Cerise sur le gâteau
Je n’esche pas directement avec les graines, bien que ces silures s’en nourrissent sans rechigner, car elles ne sont pas assez sélectives mais je les utilise en amorçage, en complément d’appâts plus carnés : pellets extrudés, croquettes Frolics, SK30 (Starbaits), Marine Halibut Hook Pellets (Dynamite Baits). En étang, les silures sont encore peu pêchés et leurs robes sont parfois assez particulières. Cerise sur le gâteau, en plus des rempoissonnements organisés, il n’est pas rare que, au cours de ces vingt dernières années, des siluridés d’ornement aient été relâchés sauvagement dans certains plans d’eau.
Chasse aux trésors
C’est pourquoi, même si je n’envisage jamais de pratiquer en étang toute une saison, c’est à chaque fois avec une grande excitation que je découvre tel ou tel plan d’eau nouveau, l’espérant hanté par un poisson à la robe unique. Des lingots encore secrets aujourd’hui nagent dans certaines eaux calmes, c’est une certitude. Trouvez le vôtre, c’est tout le mal que je vous souhaite !
La nuit
Autre atout de la pêche dans certains étangs privés : la possibilité d’œuvrer de jour comme de nuit. Cet avantage n’est pas négligeable, surtout lorsque l’on recherche un poisson dont on sait que l’activité nocturne est considérable. Cela permet également, en famille une fois encore, d’initier les plus jeunes à la découverte en toute sécurité de la vie nocturne d’un écosystème.
Quelques références
Authentic Fishing (89) : environnement très sauvage.

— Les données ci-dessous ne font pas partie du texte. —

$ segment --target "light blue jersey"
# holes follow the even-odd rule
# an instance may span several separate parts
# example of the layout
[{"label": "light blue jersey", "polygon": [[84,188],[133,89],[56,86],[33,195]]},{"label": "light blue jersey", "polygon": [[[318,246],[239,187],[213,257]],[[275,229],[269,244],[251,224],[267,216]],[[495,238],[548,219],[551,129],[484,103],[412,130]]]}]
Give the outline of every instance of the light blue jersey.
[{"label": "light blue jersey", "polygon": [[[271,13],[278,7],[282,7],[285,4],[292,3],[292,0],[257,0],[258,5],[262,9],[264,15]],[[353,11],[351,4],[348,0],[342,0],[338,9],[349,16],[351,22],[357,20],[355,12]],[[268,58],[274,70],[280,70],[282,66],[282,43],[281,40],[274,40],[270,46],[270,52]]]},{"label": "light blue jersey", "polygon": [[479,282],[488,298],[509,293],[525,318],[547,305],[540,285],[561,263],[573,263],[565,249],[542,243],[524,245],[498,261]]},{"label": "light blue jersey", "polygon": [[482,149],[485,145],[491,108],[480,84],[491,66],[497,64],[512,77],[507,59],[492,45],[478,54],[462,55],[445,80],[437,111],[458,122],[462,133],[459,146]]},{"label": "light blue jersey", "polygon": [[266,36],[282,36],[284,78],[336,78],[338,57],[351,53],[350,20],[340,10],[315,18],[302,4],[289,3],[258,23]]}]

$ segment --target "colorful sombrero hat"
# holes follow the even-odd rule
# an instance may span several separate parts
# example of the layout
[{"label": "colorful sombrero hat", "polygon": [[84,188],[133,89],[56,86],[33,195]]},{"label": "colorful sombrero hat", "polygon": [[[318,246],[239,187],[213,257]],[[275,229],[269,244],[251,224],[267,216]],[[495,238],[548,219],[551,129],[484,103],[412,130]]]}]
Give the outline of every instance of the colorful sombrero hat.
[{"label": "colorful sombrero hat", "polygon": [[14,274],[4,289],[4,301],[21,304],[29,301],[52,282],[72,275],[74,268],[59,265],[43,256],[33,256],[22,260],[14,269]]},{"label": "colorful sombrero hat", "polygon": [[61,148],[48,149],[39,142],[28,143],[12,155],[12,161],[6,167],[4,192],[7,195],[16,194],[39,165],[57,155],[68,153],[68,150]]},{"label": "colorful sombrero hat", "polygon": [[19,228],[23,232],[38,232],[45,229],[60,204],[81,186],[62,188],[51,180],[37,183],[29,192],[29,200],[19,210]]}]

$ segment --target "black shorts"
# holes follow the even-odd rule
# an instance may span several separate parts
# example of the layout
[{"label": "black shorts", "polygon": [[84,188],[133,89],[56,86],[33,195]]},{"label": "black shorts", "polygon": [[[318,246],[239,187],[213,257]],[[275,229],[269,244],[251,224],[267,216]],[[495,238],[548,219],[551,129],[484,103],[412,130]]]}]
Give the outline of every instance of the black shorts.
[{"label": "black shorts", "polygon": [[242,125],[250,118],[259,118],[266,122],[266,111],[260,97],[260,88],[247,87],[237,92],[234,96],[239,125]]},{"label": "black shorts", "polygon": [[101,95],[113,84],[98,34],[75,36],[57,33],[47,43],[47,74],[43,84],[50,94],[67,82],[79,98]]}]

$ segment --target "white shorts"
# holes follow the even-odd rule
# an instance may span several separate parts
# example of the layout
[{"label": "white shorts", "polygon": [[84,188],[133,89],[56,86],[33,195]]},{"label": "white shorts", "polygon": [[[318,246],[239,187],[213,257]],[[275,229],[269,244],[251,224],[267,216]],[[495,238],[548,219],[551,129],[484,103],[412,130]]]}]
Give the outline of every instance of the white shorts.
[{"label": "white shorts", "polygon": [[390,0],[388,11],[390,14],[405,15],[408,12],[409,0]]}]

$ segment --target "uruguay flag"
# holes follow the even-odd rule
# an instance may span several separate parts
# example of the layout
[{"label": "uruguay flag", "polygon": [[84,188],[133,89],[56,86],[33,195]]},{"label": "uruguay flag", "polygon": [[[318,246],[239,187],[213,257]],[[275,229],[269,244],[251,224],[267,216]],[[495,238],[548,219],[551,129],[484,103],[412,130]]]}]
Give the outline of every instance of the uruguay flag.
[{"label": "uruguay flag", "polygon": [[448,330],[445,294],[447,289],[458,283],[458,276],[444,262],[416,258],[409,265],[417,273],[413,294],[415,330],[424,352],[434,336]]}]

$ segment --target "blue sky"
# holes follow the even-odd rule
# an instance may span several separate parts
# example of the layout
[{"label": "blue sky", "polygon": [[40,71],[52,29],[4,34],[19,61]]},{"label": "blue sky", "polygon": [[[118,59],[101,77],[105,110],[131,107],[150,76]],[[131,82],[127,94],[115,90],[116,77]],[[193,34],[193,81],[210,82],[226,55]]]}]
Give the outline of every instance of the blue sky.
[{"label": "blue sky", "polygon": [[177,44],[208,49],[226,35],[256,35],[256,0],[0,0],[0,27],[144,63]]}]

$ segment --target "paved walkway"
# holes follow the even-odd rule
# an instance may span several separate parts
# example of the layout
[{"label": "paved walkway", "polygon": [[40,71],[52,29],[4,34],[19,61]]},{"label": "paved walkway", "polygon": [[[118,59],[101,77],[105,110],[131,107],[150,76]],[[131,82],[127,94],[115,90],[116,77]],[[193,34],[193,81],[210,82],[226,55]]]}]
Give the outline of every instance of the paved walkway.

Renseignements : www.authentic-fishing.com
Iktus (64) : quelques silures de plus de 100 kg qui m’échappent encore et toujours.
Renseignements : www.iktusbearn.com
L’étang des Gaulois (71) : aux leurres lors des journées brochets ou à la bouillette en période carpe.
Rens. : www.etang-des-gaulois.com
Eden Carpe (38) : sur l’étang de Saint-Anne, silures albinos.
Renseignements : www.edencarpe.fr
La Ferme de Tommelles (51) : étang spécial silure.